„Ein Zeichen setzen“
Der Prozess wegen eines Brandanschlags auf Geflüchtete in Porta-Westfalica
Mit extrem rechten Einstellungen wollten die vier Angeklagten nichtszu tun haben, die wegen eines Anschlags auf eine Geflüchteten-Unterkunft vor Gericht standen und kürzlich vom Landgericht Bielefeld verurteilt wurden. Man sei unpolitisch und habe lediglich „ein Zeichen“ setzen wollen. Das Gericht wertete die Tat als gemeinschaftlich begangene schwere Brandstiftung.
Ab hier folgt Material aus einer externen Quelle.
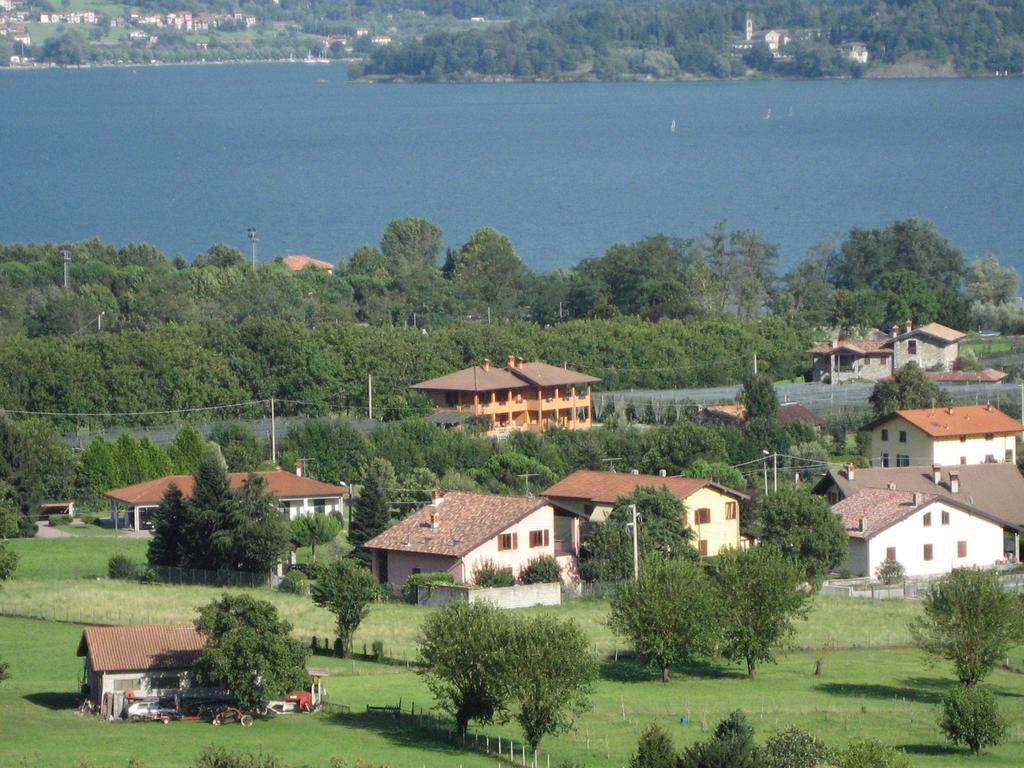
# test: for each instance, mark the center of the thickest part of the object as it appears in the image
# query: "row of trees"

Am späten Abend des 14. Septembers 2015 warfen im Ortsteil Eisbergen der ostwestfälischen Stadt Porta Westfalica (Kreis Minden-Lübbecke) zwei Männer jeweils einen Molotow-Cocktail gegen eine Unterkunft für Geflüchtete. Zum Zeitpunkt des Anschlages lebten dort 37 Menschen. Einer der beiden Brandsätze verfehlte das Küchenfenster, hinter dem sich ein Bewohner mit seiner Tochter aufhielt, nur knapp. Glücklicherweise reichte er nicht aus, um größeren Schaden anzurichten, das Feuer konnte von den Bewohner_innen gelöscht werden, nachdem sich die Täter entfernt hatten. Der zweite Brandsatz war am Zaun der Unterkunft gelandet und hatte sich nicht entzündet. Der Sachschaden war letztendlich gering, doch für die Bewohner_innen blieb der Angriff ein einschneidendes Erlebnis. Auf Grundlage der Spurensicherung am Tatort konnte die Polizei einen der Täter ermitteln — und über ihn drei weitere Tatbeteiligte, alle im Altersbereich Ende 20, Anfang 30.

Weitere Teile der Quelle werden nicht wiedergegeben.